Frontend performance optimization for newbies. Part 2/n. What can we do to improve FMP and TTI?

Posted: May 01, 2021

Previous parts: 1) How browsers render pages

2) How to improve FMP and TTI <—— this article

3) Runtime, Event loop, paint, layout, composition

TL&DR;

1) Resource optimization: 1.1) Split blocking resources by pages both js and css. Store reusable code either into common chunks, or small separated modules; 1.2) Load what the user needs at the beginning of work with the page (very controversial part!). 1.3) Separate third-party scripts 1.4) Download images lazily 2) HTTP2.0 / HTTP3.0: 2.1) Multiplexing 2.2) Headers compression 2.3) Server push 3) Brotli 4) Cache, ETag + Service worker

Detailed:

Working with resources

Splitting blocking resources. JS

The main pain is 2 things: blocking resources and their size.

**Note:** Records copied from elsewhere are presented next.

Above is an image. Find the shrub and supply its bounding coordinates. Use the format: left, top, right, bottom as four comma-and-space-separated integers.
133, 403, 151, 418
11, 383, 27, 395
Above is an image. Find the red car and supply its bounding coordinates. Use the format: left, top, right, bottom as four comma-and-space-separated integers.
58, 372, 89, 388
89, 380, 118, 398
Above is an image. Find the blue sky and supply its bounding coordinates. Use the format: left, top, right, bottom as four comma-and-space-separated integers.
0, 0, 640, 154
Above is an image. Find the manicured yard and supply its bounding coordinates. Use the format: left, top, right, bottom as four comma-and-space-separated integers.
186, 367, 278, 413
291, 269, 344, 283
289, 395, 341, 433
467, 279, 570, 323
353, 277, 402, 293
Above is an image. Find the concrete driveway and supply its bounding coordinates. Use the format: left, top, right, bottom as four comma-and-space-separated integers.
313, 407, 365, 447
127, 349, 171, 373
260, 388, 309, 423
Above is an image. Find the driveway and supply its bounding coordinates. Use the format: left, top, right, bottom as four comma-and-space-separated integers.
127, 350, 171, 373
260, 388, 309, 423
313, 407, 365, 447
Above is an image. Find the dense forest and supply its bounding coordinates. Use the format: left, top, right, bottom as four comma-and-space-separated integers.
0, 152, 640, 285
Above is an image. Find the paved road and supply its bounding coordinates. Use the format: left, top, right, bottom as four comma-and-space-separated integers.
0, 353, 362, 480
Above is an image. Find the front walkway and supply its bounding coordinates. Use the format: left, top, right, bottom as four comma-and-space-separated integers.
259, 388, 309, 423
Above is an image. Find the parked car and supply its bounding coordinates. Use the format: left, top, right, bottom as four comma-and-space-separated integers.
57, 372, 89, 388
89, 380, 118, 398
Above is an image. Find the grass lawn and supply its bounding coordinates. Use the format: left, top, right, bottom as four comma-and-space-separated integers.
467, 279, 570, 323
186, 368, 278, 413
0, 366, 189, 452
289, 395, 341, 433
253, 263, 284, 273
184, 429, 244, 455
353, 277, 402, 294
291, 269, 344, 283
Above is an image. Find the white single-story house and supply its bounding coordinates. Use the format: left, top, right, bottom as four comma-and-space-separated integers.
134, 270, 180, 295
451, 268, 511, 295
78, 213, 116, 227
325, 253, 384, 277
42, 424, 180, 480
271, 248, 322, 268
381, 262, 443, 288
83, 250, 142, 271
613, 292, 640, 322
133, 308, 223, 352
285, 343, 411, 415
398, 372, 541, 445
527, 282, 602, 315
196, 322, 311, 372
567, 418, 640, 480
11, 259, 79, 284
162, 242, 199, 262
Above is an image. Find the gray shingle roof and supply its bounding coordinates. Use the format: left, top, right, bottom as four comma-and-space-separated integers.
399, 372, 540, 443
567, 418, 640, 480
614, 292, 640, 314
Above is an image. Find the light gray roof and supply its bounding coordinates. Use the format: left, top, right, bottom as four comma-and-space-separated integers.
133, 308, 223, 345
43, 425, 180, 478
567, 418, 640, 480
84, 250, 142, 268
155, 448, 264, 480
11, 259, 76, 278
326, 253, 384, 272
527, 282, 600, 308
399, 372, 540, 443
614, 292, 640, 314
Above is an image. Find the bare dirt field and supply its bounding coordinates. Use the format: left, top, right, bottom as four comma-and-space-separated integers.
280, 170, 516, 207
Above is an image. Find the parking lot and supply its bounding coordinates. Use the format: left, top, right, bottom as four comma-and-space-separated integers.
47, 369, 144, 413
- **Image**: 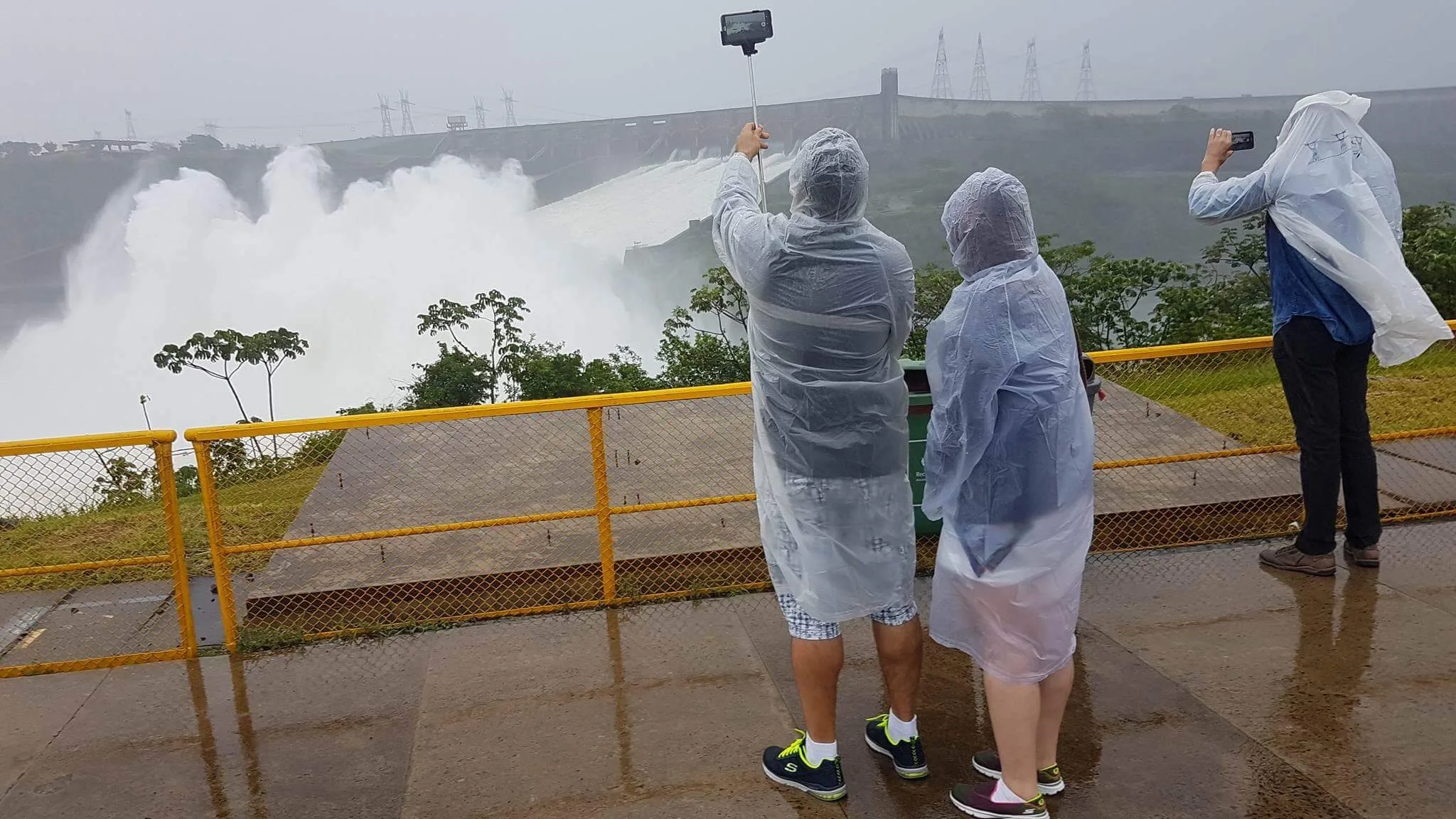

The general advice for big sites is to split blocking styles and resources by pages. All reusable code should be stored in common chunks or separated modules. For this purpose, we are able to use suppositive https://github.com/gregberge/loadable-components or https://github.com/theKashey/react-imported-component for react or any similar solution for vue, angular, and etc. In case our components import styles it becomes easy to split them too. As a result we get: 1) Bundles with reused js modules and page ones. Splitting strategies could be varied. it's possible to make bundles that combine common code for 2 or more pages or just split whether it's page part or common with only 1 common bundle. Better to see the difference on a scheme: Initial arrangement:

An image from Notion

Strategy 1 makes a dependency: module ⇒ pages that use it:

An image from Notion

So, to load the main page (index.html) we should download 2 bundles: Common.js + applicant+index.js. /applicant page is required to load all 4 bundles. It's common to have a huge number of such chunks for big sites. In this case, it helps us to fix this problem using HTTP2.0. Summing this strategy up: +: Code is distributed between pages, we don't download unnecessary chunks; +: Modules could be cached. Releases don't require to update all the bundles, only necessary ones; -: A lot of network costs to get separated chunks. (fixed by HTTP2.0 multiplexing). Strategy 2: store each reused module separately

An image from Notion

Each file that is used more than in 1 page will be stored in a separate file. It means we get a tragic increase in small files. The most frustrating part is that chrome doesn't cache files which less than 1Kb. So that we are going to lose caching following this strategy. +: Releases have the smallest influence on our users' caches; -: The bigger amount of network costs in comparison with 1 strategy; -: Caches could not work properly as lots of files could be less than 1 Kb. The only way to fix it is to use a Service worker. We'll talk about it below. This strategy could be quite good, as all the cons could be solved. Strategy 3: Store a big bundle of all modules which is used more than in 1 page:

An image from Notion

+: The smallest amount of files. Any page requires only %page%.js + Common.js; -: Significant amount of unused js will be downloaded during the first load; -: A high probability of losing Common.js cache after release. (as it seems, that each release is about to have changed in a module which is included by Common.js) My advice is not to use this strategy or use it only for small websites. But this strategy is still not as bad as the next one: Anti-strategy 1: Each page has its own dependencies. We separate modules which are included by all the pages (common for all pages):

An image from Notion

The biggest overhead we get here. When a user changes the page, they have to download modules they already have. For instance, a user opens the main page and gets 2 chunks: Common.js + Index.js. Then they authorized and navigates to the applicant page. So, Dropwon.js and Graph.js will be downloaded twice. Please, don't do this ;)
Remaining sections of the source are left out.